Sok Chan / Khmer Times Share:
A Cambodian rice farmer at work. KT/Chor Sokunthea

The official launch of an innovative programme to boost farmers’ livelihoods through the use of blockchain and smart contract technologies is taking place today.

Called BlocRice and targeting farmers in Preah Vihear province, the programme is a collaboration of Oxfam Cambodia and local firm Amru Rice.

It is powered by cutting-edge technologies and aims to raise living standards for farmers by increasing transparency, cost efficiency and financial literacy, Kann Kunthy, Amru Rice’s managing director, told Khmer Times yesterday.

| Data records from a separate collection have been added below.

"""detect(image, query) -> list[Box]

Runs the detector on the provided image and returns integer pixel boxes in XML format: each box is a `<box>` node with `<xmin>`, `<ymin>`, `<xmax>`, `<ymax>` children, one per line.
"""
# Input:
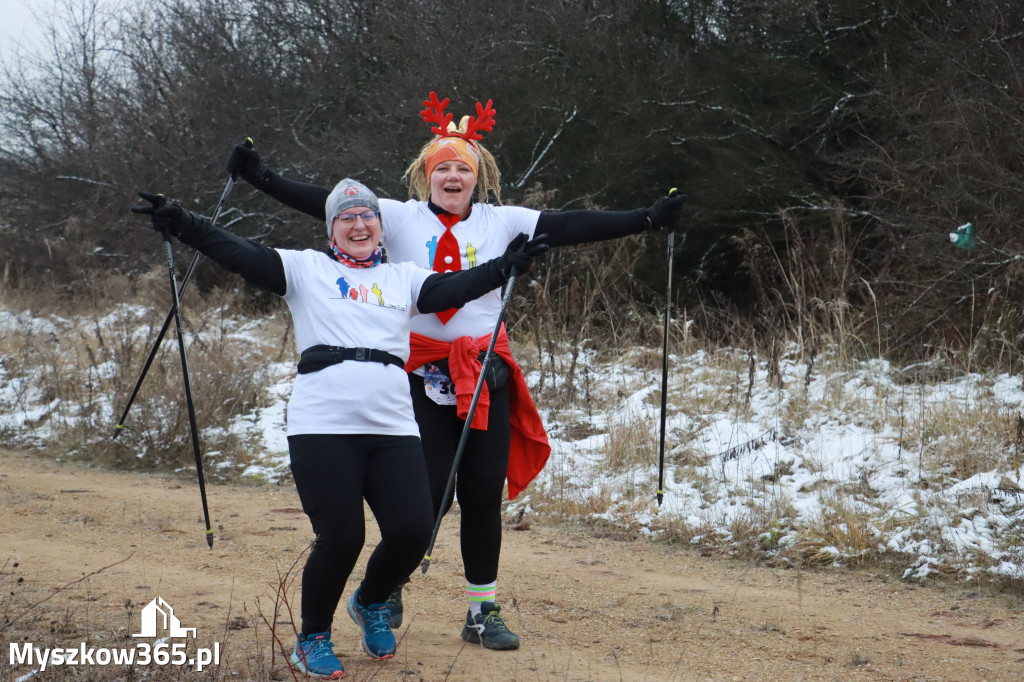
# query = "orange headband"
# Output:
<box><xmin>427</xmin><ymin>137</ymin><xmax>480</xmax><ymax>179</ymax></box>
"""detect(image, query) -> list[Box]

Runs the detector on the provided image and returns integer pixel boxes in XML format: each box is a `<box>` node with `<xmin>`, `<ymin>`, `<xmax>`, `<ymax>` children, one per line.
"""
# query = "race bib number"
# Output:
<box><xmin>423</xmin><ymin>365</ymin><xmax>456</xmax><ymax>404</ymax></box>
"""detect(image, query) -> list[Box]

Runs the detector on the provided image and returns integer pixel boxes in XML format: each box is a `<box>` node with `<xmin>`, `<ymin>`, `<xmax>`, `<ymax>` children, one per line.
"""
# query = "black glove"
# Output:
<box><xmin>131</xmin><ymin>189</ymin><xmax>193</xmax><ymax>237</ymax></box>
<box><xmin>495</xmin><ymin>232</ymin><xmax>551</xmax><ymax>280</ymax></box>
<box><xmin>227</xmin><ymin>137</ymin><xmax>270</xmax><ymax>188</ymax></box>
<box><xmin>647</xmin><ymin>189</ymin><xmax>686</xmax><ymax>229</ymax></box>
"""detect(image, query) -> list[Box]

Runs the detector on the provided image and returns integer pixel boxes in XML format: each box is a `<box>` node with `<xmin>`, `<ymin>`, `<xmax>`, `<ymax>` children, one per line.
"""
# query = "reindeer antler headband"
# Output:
<box><xmin>420</xmin><ymin>92</ymin><xmax>498</xmax><ymax>142</ymax></box>
<box><xmin>420</xmin><ymin>92</ymin><xmax>498</xmax><ymax>177</ymax></box>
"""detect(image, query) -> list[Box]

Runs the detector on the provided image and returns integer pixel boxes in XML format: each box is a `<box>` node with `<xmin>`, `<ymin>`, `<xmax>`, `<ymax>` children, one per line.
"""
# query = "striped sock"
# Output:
<box><xmin>466</xmin><ymin>581</ymin><xmax>498</xmax><ymax>615</ymax></box>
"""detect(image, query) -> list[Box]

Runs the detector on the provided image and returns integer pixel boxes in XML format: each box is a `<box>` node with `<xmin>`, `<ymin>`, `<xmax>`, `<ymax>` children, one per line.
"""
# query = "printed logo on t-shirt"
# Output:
<box><xmin>335</xmin><ymin>278</ymin><xmax>409</xmax><ymax>310</ymax></box>
<box><xmin>427</xmin><ymin>235</ymin><xmax>437</xmax><ymax>269</ymax></box>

It will also help farmers comply with Good Agricultural Practice principles and improve traceability in supply chains, he added.

Mr Kunthy said the project, now in the pilot stage, has been running since April.

It now involves just one agricultural community (about 50 farmers) and one product: rice. If it proves successful, however, it may be expanded to include all the communities currently working with Amru Rice and new products, such as organic cassava, pepper and cashew nuts.

Amru Rice currently works with 27 agricultural communities in the province, he added.

Lim Solinn, Oxfam’s country director, told Khmer Times in March that the project will give traders, manufacturers and retailers more access to information on the supply chain.

She said data obtained from the programme could also be used by NGOs advocating for fair prices and proper living standards for workers throughout the supply chain.

“This is a first experiment applying blockchain as a poverty reduction tool,” she said. “The cooperative will be linked up, using blockchain and smart contract technologies, with every agent involved in the supply chain, including SanoRice.”

SanoRice is a Dutch rice cracker manufacturer that will use the agricultural community’s rice as raw material for their products.

She said smart contracts lie at the core of the programme. They are digital three-way arrangements between producers, exporters and retailers. Their mission is to facilitate, verify or enforce the negotiation and performance of a contract, she said.

Ultimately, smart contracts help ensure producers receive their fair share and are able to earn a living income from their labour and resource investment, Ms Solinn explained.

“All actors, from the agricultural cooperatives up to SanoRice, will have a shared, digital contract. During the process, from planting to the manufacturing of rice crackers, the chain actors will share information with each other through their shared database powered by blockchain,” Ms Solinn said.

She added that data yield by the programme will be analysed to find ways of strengthening local agricultural communities. “This is expected to empower them in price negotiations and in finding buyers.”

The project will also introduce cashless payments to farmers, using personal bank accounts provided by Acleda bank.